The non-academic aspect of his teaching were simple walks during mornings and evenings - conducted by him, with even students from different departments joining in. During these walks he expounded on Nature, its sound, on trees, birds, butterflies, and especially the relation between Nature and living creatures. This way the total campus and the environs of Jahangirnagar University became the classroom of Salim Al-Deen's non-academic lectures and tutorials.
We later entrants always felt that the first batch of students of the department were so lucky since they were closer to him. Sir treated them as his own children. Year after year the department expanded and Sir became the most senior teacher. Since he took the senior-most classes, he worried that it would create a generation gap between teachers and students. That development, he thought, would not be good for the department. After I joined the department as a teacher, he took me aside and said, "Ribon, be close with your students, sit with them by roadside tea-stalls and talk with them. Take care of their personal problems too."

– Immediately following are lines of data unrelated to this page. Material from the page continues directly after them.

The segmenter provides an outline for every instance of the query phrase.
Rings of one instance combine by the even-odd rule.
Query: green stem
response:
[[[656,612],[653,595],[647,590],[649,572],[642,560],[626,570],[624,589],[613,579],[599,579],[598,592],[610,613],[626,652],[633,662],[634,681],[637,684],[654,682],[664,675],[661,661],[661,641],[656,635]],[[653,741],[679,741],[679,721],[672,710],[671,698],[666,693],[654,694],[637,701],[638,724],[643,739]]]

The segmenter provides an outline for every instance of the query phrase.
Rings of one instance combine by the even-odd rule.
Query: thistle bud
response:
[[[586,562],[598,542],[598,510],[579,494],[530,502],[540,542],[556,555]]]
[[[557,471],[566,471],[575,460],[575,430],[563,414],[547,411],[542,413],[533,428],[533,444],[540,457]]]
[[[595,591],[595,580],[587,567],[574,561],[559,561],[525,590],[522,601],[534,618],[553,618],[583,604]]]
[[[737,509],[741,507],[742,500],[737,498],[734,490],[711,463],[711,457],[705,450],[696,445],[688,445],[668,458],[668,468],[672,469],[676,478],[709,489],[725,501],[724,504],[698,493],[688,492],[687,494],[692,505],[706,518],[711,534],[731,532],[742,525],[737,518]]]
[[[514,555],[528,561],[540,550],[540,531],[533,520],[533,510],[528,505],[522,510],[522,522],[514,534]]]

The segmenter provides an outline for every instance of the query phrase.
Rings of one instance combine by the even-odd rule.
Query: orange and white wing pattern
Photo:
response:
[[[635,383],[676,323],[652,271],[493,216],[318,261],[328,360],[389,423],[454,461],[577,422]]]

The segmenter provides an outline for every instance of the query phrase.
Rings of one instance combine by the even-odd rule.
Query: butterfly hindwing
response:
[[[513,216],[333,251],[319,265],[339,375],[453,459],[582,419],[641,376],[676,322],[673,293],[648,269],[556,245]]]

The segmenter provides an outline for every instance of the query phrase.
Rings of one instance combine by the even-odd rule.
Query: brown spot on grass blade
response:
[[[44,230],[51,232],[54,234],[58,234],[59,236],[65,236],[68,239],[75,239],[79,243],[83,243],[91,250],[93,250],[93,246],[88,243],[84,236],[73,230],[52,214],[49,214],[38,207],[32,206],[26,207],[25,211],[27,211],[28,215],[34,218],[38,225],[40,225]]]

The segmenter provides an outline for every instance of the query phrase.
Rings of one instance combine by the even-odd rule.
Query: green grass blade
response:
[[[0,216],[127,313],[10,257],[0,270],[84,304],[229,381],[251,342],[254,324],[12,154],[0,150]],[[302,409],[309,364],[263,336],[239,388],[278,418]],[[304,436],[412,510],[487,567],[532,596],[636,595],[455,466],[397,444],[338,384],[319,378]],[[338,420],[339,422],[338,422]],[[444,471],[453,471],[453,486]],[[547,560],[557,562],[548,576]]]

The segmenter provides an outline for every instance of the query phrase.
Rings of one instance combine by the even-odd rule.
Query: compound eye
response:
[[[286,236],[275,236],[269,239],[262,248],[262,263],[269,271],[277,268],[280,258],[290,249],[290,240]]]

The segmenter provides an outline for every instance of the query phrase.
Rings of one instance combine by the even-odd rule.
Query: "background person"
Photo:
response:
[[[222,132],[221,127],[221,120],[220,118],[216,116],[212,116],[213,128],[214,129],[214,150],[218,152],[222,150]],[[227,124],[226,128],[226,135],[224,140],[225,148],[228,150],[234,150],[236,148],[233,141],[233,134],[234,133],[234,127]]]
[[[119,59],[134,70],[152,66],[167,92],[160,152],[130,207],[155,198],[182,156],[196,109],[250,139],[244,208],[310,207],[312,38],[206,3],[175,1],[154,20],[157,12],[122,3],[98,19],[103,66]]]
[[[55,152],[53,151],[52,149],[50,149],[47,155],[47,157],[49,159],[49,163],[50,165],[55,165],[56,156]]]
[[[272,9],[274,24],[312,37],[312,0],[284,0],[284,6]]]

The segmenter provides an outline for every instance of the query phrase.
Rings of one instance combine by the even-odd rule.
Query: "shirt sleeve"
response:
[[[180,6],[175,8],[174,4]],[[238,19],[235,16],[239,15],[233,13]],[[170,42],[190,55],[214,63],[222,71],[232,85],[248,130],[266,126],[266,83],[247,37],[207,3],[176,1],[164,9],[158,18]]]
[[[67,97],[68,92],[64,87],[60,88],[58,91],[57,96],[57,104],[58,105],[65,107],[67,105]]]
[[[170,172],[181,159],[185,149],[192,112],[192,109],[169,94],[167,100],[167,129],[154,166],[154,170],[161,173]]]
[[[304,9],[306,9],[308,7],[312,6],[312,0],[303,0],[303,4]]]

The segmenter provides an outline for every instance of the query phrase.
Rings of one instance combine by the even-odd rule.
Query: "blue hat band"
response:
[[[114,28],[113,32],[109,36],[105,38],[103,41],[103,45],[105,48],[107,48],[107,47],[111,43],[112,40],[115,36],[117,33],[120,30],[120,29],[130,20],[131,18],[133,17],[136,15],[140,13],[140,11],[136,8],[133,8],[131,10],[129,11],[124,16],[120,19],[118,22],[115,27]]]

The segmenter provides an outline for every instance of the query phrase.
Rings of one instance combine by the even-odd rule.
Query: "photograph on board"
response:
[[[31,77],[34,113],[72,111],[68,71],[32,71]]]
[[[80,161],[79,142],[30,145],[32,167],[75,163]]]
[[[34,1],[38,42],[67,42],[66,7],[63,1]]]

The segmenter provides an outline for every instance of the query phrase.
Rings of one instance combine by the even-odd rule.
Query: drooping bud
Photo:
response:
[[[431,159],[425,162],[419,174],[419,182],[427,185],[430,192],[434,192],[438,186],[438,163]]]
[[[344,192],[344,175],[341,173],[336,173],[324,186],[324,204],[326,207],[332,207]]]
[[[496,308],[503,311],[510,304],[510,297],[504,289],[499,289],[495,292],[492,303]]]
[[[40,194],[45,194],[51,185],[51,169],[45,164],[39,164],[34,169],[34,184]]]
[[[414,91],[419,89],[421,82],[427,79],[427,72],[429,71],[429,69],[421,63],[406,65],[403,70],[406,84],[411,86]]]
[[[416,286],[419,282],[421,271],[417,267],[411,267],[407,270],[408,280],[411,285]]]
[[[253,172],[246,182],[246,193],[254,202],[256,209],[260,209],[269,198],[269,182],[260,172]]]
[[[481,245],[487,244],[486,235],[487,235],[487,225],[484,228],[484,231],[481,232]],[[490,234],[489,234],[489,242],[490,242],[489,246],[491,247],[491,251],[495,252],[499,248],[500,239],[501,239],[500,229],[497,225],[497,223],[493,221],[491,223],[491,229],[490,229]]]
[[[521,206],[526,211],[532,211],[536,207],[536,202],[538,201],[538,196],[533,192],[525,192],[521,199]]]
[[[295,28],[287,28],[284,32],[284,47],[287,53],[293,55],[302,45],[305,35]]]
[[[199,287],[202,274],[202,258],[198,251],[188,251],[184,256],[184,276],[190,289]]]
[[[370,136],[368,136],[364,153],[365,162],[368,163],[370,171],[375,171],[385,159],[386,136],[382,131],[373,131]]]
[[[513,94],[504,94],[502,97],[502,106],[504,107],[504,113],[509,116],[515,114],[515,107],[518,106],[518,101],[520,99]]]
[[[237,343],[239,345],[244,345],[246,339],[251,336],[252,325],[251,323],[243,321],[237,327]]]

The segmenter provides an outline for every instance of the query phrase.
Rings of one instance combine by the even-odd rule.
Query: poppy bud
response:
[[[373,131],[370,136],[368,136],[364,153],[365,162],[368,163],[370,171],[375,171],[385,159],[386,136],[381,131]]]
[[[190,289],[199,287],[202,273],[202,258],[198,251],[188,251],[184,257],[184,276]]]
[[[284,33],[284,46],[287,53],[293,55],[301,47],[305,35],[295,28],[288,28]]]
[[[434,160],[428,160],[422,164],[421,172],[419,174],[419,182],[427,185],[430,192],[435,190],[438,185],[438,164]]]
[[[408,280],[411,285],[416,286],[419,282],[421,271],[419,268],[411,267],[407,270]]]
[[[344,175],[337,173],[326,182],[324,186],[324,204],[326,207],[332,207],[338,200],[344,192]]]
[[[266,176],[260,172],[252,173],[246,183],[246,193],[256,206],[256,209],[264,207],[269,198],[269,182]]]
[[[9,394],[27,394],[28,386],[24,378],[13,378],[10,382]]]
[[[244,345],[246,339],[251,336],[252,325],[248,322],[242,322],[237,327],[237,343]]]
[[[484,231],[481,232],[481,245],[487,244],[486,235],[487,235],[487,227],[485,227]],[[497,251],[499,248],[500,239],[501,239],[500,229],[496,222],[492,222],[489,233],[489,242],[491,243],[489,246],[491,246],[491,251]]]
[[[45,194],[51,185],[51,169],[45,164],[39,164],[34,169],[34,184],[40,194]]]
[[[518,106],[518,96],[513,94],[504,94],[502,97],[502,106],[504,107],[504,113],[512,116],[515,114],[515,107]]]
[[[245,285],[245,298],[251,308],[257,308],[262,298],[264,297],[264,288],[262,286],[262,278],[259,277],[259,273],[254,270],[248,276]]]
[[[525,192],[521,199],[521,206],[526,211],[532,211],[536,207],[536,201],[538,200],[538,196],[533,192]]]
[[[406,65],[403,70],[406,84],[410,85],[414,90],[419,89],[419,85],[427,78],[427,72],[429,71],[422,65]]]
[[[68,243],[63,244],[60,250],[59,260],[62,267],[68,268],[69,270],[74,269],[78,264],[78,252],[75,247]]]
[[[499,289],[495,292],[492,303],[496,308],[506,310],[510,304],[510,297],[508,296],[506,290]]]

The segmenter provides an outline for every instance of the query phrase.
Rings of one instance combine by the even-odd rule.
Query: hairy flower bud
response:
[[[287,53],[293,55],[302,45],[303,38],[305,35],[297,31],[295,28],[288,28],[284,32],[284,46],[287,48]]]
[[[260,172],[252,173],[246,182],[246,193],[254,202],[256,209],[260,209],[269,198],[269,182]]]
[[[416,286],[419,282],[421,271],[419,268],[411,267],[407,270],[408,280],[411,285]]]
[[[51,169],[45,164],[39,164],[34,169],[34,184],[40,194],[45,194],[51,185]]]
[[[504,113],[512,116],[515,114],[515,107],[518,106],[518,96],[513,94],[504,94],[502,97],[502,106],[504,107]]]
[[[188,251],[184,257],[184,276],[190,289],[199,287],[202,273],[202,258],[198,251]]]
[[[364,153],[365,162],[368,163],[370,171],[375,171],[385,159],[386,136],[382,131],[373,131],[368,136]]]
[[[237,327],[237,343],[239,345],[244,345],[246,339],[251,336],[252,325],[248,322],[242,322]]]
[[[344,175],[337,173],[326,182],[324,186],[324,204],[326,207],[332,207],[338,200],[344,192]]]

So many students shared their personal problems with him and he tried to solve it; in this way he became in an overarching sense Guru, Shilpo Pita, Guide, Philosopher and Lover. To me, simply put, he was my Baba (father).
I say to him now, wherever he is, and I am sure he is listening: "My Baba, I miss you very much. We (Ribon, Akash, Anusrita) will miss you at every moment of our lives."

Ribon Khandokar is an ex- student of Dr. Salim Al-Deen and currently Lecturer, Department of Drama & Dramatics, Jahangirnagar University, Savar.